A Cause for Caroling

Sentimental

FIFTH DAY of CHRISTMAS
Bring in the Boar

Soon after I first started making letterpress printed limited edition books in 1994, I named my press Red Wagon Press, and that was good, but it turned out there were other Red Wagon Presses out there, so by the early oughts Seth and I were on the lookout for a new press name. We tried a few on for size, but ultimately it was Convivio Bookworks that won out. We began using that name in 2003, and it seemed a good fit, for the name suggested celebration and festivity and an honoring of heritage: all things that we have come to love and try to honor in our little Lake Worth home.

The Convivio name comes directly from an ancient Christmas Carol, the Boar’s Head Carol. Do you know it? It is a Macaronic carol, meaning it contains both Latin and another language, in this case English.

The Boar’s head in hand bear I
Bedecked with bays and rosemary
And I pray you, my masters, be merry
Quot estis in convivio! 
[So many as are at the feast!]

The Boar’s head, as I understand,
Is the rarest dish in all the land
When thus bedecked with a gay garland
Let us servire cantico! [Serve with a song!]

Caput apri defero,
Reddens laudes Domino! [The Boar’s head I bring, giving praises to God!]

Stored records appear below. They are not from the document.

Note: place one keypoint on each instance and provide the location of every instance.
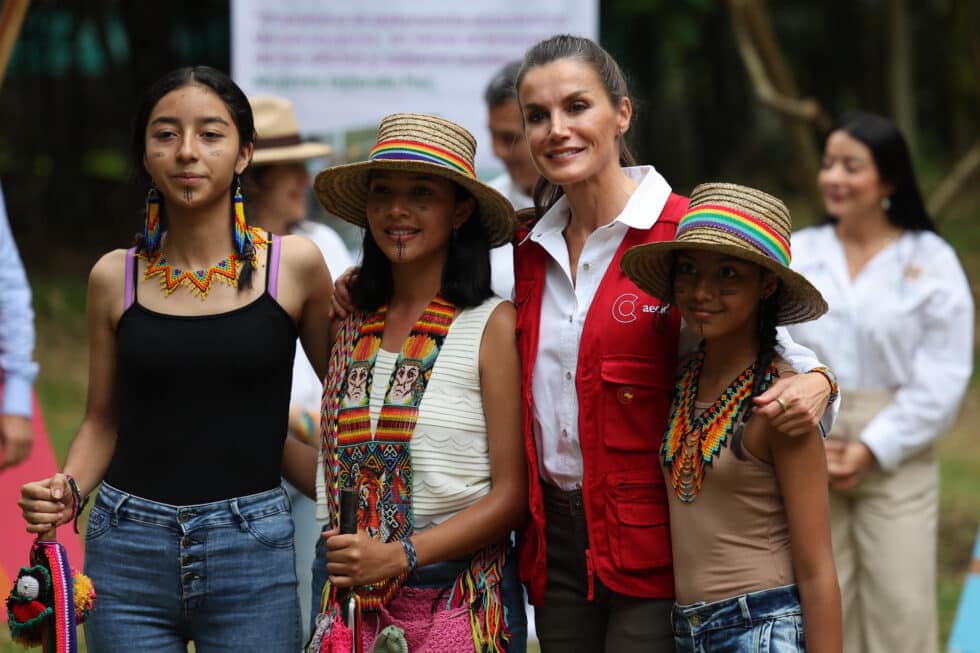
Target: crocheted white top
(450, 453)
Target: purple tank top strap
(130, 288)
(272, 278)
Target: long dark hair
(766, 337)
(590, 53)
(465, 276)
(238, 106)
(894, 164)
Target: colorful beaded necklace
(199, 281)
(692, 442)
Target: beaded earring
(152, 231)
(239, 228)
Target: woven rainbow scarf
(379, 464)
(693, 442)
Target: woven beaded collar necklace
(692, 442)
(199, 281)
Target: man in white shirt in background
(277, 187)
(17, 369)
(517, 183)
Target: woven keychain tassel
(152, 232)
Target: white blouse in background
(905, 323)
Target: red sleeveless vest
(626, 373)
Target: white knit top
(450, 454)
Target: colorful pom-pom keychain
(49, 599)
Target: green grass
(62, 352)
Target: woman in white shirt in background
(899, 335)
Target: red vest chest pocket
(637, 522)
(635, 401)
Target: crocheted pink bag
(418, 617)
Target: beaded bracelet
(831, 379)
(409, 550)
(77, 502)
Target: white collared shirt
(563, 311)
(904, 324)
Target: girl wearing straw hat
(190, 537)
(599, 364)
(422, 408)
(749, 516)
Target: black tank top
(203, 400)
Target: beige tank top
(734, 537)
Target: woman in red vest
(596, 386)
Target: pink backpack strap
(129, 294)
(272, 277)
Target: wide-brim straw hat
(412, 142)
(740, 221)
(277, 138)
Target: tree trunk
(900, 72)
(774, 86)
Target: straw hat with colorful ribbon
(412, 142)
(736, 220)
(277, 133)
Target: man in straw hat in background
(277, 186)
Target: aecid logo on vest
(625, 306)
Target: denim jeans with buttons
(769, 620)
(220, 574)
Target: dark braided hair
(766, 335)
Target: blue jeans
(220, 574)
(443, 575)
(769, 620)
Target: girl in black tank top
(192, 335)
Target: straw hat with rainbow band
(740, 221)
(412, 142)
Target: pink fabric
(340, 639)
(16, 542)
(428, 627)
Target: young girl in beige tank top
(749, 513)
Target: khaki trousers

Our steward hath provided this
In honor of the King of bliss,
Which on this day to be served is.
In Reginensi atrio! [In the Queen’s Hall!]

Caput apri defero,
Reddens laudes Domino!

It is a carol connected directly to Queen’s College, Oxford. As the story goes, a young student of the university many centuries ago was out in the surrounding woods when he was charged by a wild boar. The student saved himself with the only weapon he had upon him: a dusty old volume of Aristotle, which he shoved down the throat of the charging beast and which did the beast in. He then brought the boar’s head back to the college and had it for dinner, to much fanfare… and so the tradition goes. The tradition persists despite wild boar being virtually extinct from Britain since at least the 12th century.

To the Celts, the boar was sacred, a gift from the Otherworld, ferocious, feared, respected, and the provider of the great feasts of midwinter. And so on this day, we are to bring in a great feast: the theme of yuletide through the ages. Back in more celebratory times, folks would not work at all through the Twelve Days of Christmas. Nowadays, however, most of us return to work soon after Christmas Day. My recommendation? Whatever feast you can conjure for tonight is a good one. It need not be as elaborate as a boar’s head. Whatever it is, do it with fanfare and celebration and you will be honoring the spirit of this Fifth Day of Christmas.

Here’s something else you might enjoy: One of our readers, Melissa Wibom in Sunnyvale, California, sent me a link to a BBC Radio 4 program about Christmas carols. She had sent a link to one part of the series, one that mentioned our Boar’s Head Carol. Seth and I listened just yesterday… and in the process got hooked, enough that we wanted to listen to the entire ten part series. Each part is only about ten minutes long. It’s extremely entertaining and informative. Seth and I are not a “Here Comes Santa Claus” or “Rudolph the Red Nosed Reindeer” kind of people. Songs like that are all well and good, but they’re not very complex and they don’t have staying power. When we speak about Christmas lasting Twelve Days in this house, our house is filled with the kind of music you’ll hear in this program. It’s called A Cause for Caroling. The first part is at the bottom of the webpage, so start there. You will hear old old carols you may never have heard before, or carols that have some resonance of memory for you, songs you know in your bones and heart if not in your ear.

So go, feast and be merry. Listen and enjoy. You, too, will shout with the likes of Seth and me and all through the ages hailing this dark and mysterious midwinter time: “Welcome, Yule!”

 

Image: “Sentimental Ballad” by Grant Wood, 1940, oil on masonite, 24 x 50 inches, New Britain Museum of American Art. [Public domain] via Wikimedia Commons. As the image may suggest, there’s always someone who doesn’t like Christmas carols. We, however, do. The image also follows something you’ll learn listening to the BBC program: Christmas carols are, by and large, things that came out of pubs, not churches… which may explain why Christmas was banned in Puritan England. Music of the people, earthbound hymns. Cheers!